My DH says that it is Crystal Cove HS where The Mystery Inc. Gang went to school.


----------



## buckytom (Sep 16, 2011)

your dh is groovy. 

you're up.


----------



## chopper (Sep 16, 2011)

Ok. Here goes. 

Who said, "the best and most beautiful things in life cannot be seen, not touched, but are felt in the heart."?


----------



## Andy M. (Sep 16, 2011)

Dalai Lama


----------



## chopper (Sep 16, 2011)

Nope. That's not it!


----------



## Dawgluver (Sep 16, 2011)

John Lennon?


----------



## chopper (Sep 16, 2011)

Nope. Keep guessing. Here is a hint. A woman said this.


----------



## Alix (Sep 16, 2011)

Maya Angelou?


----------



## Dawgluver (Sep 16, 2011)

Mother Teresa?


----------



## chopper (Sep 16, 2011)

No and no. Wow. I actually have you guys stumped!


----------



## Alix (Sep 16, 2011)

Annie Sullivan?


----------



## Dawgluver (Sep 16, 2011)

Ah!  Helen Keller?


----------



## chopper (Sep 16, 2011)

Dawgluver said:
			
		

> Ah!  Helen Keller?



Ding ding ding!!!  You got it!  Your turn Dawgluver.


----------



## Dawgluver (Sep 16, 2011)

chopper said:
			
		

> Ding ding ding!!!  You got it!  Your turn Dawgluver.



Oh sh**.  

Who was my first grade teacher?

No, wait.

What predatory fish, supposedly escaping from aquariums in Florida during a hurricane, is descimating reefs and destroying native fish throughout the Carribbean and Mexican coasts?

They are also reportedly delicious.


----------



## PrincessFiona60 (Sep 16, 2011)

Dawgluver said:


> Oh sh**.
> 
> Who was my first grade teacher?
> 
> ...



Barracuda.


----------



## Dawgluver (Sep 17, 2011)

PrincessFiona60 said:
			
		

> Barracuda.



Nope.  A beautiful aquarium fish, escaped into the wild and wreaking havock!


----------



## buckytom (Sep 17, 2011)

lionfish?

i saw something on the news about them.


----------



## Dawgluver (Sep 17, 2011)

buckytom said:
			
		

> lionfish?
> 
> i saw something on the news about them.

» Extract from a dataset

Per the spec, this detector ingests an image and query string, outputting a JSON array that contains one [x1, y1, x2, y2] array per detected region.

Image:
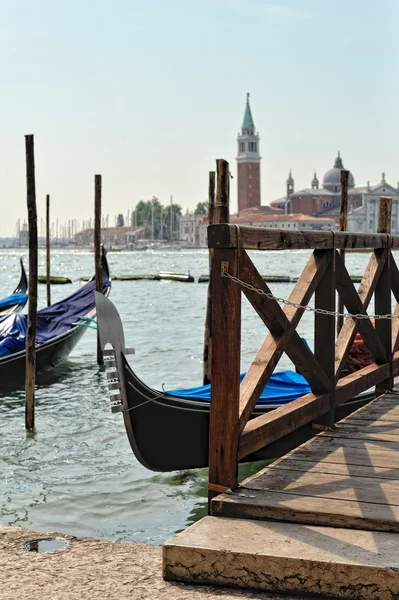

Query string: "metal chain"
[[222, 272, 398, 320]]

Si!  Nasty little beasties, and they eat everything.  

You are up, sir!


----------



## buckytom (Sep 17, 2011)

what type of electromagnetic radiation is both a particle and a wave?


----------



## Selkie (Sep 17, 2011)

Light (photon)?


----------



## buckytom (Sep 17, 2011)

ok, explain it's duality, who discovered it, and how.


lol, j/k.

particles that travel in waves, einstein, light bending around the sun.

you're up selkie.


----------



## Selkie (Sep 17, 2011)

buckytom said:


> ok, explain it's duality, who discovered it, and how...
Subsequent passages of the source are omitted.